As a high school science teacher, I’m always looking for ways to inspire my students with real-world science and deepen their understanding of our planet. The Polar STEAM Educator Fellowship has been an extraordinary opportunity to merge my passion for polar environments with my teaching. Through this year-long virtual collaboration with T.J. Fudge, a research scientist at the University of Washington, I’ve been immersed in cutting-edge research on ice cores, allowing me to bring current polar science research to my students.
Our collaboration began organically during our initial Zoom session when T.J. noticed a tree ring cross-section in the background of my classroom. He drew an intriguing parallel between tree rings and ice cores, both of which reveal valuable information about past climates. T.J.’s expertise in paleoclimate and his focus on enhancing methods for reconstructing historical climates from ice core samples provided an ideal foundation for our collaborative work.
A particularly memorable aspect of this fellowship was my visit to the NSF Ice Core Facility in Denver where TJ and his team were processing Ice Cores as part of his work with the NSF COLDEX Science and Technology Center project. While Denver’s temperatures approached 100 degrees, I found myself working in the ice core facility’s -20℃ to -40℃ environment, alongside T.J. and researchers from a variety of other institutes. Dressed in winter gear, I joined the electrical conductivity measurement (EMC) crew in observing and processing the ice cores. Walking among the rows and rows of ice core samples, totaling an impressive 25,000 meters from Greenland, Antarctica, and North America, was awe-inspiring. Each sample, meticulously stored and cataloged, represents a slice of Earth’s climatic history
During this fellowship, I observed firsthand how scientists use advanced techniques to study gases and chemicals trapped in ice and infer past global temperatures. From photographing crystal structures and conducting hyperspectral imaging to performing electrical conductivity tests, I witnessed how ice cores reveal both long-term climate trends and short-term climatic events. Handling a 20,000-year-old ice core, with its distinct annual layers, was awe-inspiring. The layers, clear from summer snowfalls and cloudy from winter compaction, create a timeline of Earth’s climate. Atmospheric gases trapped in tiny bubbles offer a snapshot of ancient atmospheres. One particularly striking sample we pulled out of storage contained a visible band of volcanic ash, marking a significant historical eruption. At the Ice Core Facility and in our Zoom calls, T.J. and I discussed the relationship between temperature and carbon dioxide, the insights gases preserved in ice cores offer about past climates, and the technologies used in analyzing these cores. We delved into the nature of ice core layers, exploring whether they are always neatly stacked with the youngest layers on top and the oldest at the bottom, and the factors that influence layer formation and disruption.

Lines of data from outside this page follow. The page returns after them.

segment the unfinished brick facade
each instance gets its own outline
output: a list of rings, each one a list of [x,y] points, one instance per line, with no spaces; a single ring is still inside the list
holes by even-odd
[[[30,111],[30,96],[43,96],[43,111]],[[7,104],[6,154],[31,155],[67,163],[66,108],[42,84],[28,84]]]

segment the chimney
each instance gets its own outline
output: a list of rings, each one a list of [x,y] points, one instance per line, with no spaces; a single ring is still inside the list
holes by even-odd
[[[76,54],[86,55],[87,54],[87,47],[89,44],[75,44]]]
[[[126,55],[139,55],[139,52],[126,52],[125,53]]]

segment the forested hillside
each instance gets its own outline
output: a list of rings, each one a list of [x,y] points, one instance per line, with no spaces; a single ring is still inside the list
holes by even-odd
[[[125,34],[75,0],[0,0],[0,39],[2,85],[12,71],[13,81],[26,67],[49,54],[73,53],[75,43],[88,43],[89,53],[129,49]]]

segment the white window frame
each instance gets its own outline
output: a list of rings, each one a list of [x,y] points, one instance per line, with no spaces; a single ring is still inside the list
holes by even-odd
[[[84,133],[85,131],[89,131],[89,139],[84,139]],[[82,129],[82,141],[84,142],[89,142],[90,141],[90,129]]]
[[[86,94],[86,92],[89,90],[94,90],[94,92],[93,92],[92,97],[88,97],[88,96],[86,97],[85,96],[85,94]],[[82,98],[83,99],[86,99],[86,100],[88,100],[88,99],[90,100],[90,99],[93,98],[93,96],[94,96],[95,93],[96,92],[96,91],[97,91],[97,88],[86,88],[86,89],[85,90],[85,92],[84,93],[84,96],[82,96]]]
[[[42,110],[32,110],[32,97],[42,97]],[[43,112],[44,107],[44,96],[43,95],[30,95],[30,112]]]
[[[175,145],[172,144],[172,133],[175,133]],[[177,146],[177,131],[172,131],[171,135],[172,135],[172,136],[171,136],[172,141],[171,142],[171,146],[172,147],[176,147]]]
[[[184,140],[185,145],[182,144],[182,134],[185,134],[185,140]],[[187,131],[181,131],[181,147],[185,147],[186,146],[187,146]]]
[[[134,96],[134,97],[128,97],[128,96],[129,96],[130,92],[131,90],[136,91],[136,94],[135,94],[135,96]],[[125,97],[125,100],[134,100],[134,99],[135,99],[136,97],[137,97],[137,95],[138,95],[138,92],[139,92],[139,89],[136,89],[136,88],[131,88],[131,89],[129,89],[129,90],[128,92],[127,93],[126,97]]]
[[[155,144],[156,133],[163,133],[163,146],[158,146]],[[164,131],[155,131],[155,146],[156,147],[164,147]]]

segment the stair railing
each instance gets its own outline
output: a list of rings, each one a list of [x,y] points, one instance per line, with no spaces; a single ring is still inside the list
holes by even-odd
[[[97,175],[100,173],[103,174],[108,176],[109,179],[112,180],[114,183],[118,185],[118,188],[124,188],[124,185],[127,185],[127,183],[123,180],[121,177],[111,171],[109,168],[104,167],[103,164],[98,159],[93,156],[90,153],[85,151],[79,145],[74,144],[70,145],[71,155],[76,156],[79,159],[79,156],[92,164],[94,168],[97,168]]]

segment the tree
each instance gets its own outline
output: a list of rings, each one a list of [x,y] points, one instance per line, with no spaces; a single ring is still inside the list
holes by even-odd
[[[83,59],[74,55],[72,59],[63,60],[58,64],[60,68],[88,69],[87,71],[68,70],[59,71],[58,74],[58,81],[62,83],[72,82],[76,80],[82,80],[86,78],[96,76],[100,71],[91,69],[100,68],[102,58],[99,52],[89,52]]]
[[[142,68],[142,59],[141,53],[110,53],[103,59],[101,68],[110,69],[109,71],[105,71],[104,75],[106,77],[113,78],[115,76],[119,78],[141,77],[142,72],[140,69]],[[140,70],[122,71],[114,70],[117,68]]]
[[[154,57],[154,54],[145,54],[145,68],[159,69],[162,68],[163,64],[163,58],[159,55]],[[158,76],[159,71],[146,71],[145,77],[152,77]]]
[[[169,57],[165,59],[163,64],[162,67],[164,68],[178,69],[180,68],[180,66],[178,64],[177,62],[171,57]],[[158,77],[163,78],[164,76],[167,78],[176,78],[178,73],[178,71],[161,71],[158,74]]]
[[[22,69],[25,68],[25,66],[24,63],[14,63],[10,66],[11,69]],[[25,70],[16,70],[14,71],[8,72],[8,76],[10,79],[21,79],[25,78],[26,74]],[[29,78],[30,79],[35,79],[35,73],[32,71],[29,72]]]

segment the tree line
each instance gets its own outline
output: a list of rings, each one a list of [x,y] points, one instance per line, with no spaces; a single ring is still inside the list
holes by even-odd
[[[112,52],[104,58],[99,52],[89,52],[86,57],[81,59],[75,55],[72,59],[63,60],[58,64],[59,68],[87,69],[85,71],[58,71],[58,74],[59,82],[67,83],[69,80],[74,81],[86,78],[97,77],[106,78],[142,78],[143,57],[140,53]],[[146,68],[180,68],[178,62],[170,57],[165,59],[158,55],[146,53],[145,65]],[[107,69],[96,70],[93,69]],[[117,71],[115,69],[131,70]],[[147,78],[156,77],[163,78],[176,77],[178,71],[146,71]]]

An unexpected highlight of my visit was hearing the sounds of gases being released as ice melted, recorded for a podcast by a postdoc fellow. As I listened through headphones, the visceral sounds connected deeply with the visual of bubbles escaping and rising in the water. This sensory experience, combined with a video I had previously recorded of ice swaying on a puddle of water due to escaping gases, vividly connects ancient atmospheric conditions to physical properties and processes.

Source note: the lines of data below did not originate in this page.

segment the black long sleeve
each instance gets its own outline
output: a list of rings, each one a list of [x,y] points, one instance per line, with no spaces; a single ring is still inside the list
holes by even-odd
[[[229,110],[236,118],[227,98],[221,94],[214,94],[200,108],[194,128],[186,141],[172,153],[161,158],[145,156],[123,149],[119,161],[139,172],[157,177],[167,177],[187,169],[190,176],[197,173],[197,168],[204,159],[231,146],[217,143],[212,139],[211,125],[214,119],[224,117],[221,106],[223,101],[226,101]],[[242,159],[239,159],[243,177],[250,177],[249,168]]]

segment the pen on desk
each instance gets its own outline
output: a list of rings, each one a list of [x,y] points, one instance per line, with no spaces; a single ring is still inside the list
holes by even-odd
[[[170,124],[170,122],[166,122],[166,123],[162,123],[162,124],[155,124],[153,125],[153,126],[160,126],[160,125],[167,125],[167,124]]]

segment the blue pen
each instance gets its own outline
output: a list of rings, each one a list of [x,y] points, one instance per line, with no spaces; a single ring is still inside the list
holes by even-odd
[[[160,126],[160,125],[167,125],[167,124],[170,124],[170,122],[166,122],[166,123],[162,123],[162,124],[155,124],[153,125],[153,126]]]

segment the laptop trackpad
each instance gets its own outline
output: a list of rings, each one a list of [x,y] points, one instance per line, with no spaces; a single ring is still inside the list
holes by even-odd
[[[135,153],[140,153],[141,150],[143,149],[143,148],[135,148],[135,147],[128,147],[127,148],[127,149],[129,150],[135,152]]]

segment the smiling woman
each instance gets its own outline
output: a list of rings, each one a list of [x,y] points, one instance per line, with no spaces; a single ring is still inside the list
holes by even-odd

As we develop our educational resource, we’ll engage students with sensory experiences before they graph atmospheric data from ice cores. We aim to highlight the rigorous work scientists do to ensure reliable data, fostering confidence in climate and polar science. We may include interviews with T.J. to give students direct insights from a polar researcher, enhancing their understanding of ice core science. Our goal is to immerse students in the scientific process, helping them analyze data and build trust in science.